Amid tight security in a compound still bearing the effects of a recent car bomb attack, the top candidates of the powerhouse United Iraqi Alliance slate gathered Saturday to address the media. Interim Vice President Ibrahim Jafari was there. So was former Pentagon protege Ahmad Chalabi.
Looming over them, appropriately larger than life, was the white-whiskered, heavy-browed image of arguably the most recognizable face in today's Iraq.
As the election campaign heats up, Grand Ayatollah Ali Sistani, even though he isn't running for office, has become a growing source of controversy and acrimony. Protests have grown from competing parties, including that of interim Prime Minister Iyad Allawi, over the Alliance's use of Sistani's image.

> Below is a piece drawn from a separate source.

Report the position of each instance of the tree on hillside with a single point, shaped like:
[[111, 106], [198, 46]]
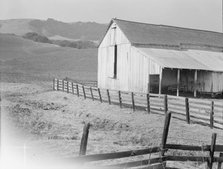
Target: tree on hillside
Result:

Sistani, whose word is law to much of Iraq's Shiite Muslim majority, holds unmatched influence in post-Saddam Hussein Iraq. More than any other person, the reclusive, Iranian-born cleric set the timetable for elections and quashed mounting calls for a delay. The Alliance, a coalition of diverse, mostly Shiite political groups, was assembled under his supervision.
From day one, the Alliance slate has been referred to widely as the Sistani list. It's a perception that the Alliance candidates don't mind. Campaign posters bearing Sistani's face blanket walls in much of the country alongside bills with the official Alliance symbol: a lighted candle.
Critics say the practice violates electoral rules against the use of religious symbols. Allawi's Iraqi National Accord has filed a protest with the electoral commission.
Another party leader, speaking on condition of anonymity, said he had also lodged a complaint. "Is Sistani not a religious symbol?" he asked rhetorically. "Are you allowed to put a picture of the pope on a poster and say, 'The pope wants you to vote for us'?"
Alliance candidate Mowaffak Rubaie, the country's interim national security advisor, dismissed the objections as "election rubbish."
Sistani has not explicitly endorsed the Alliance list. But he also hasn't spoken out to stop the use of his image on the multitude of Alliance posters. If the Alliance candidates have, as critics charge, hijacked his image for their political purposes, Sistani has at least allowed it to happen.
"There's no shred of doubt in my mind that Sistani doesn't object," said Rubaie, whom Allawi stripped of many responsibilities in the fall. He retains his title.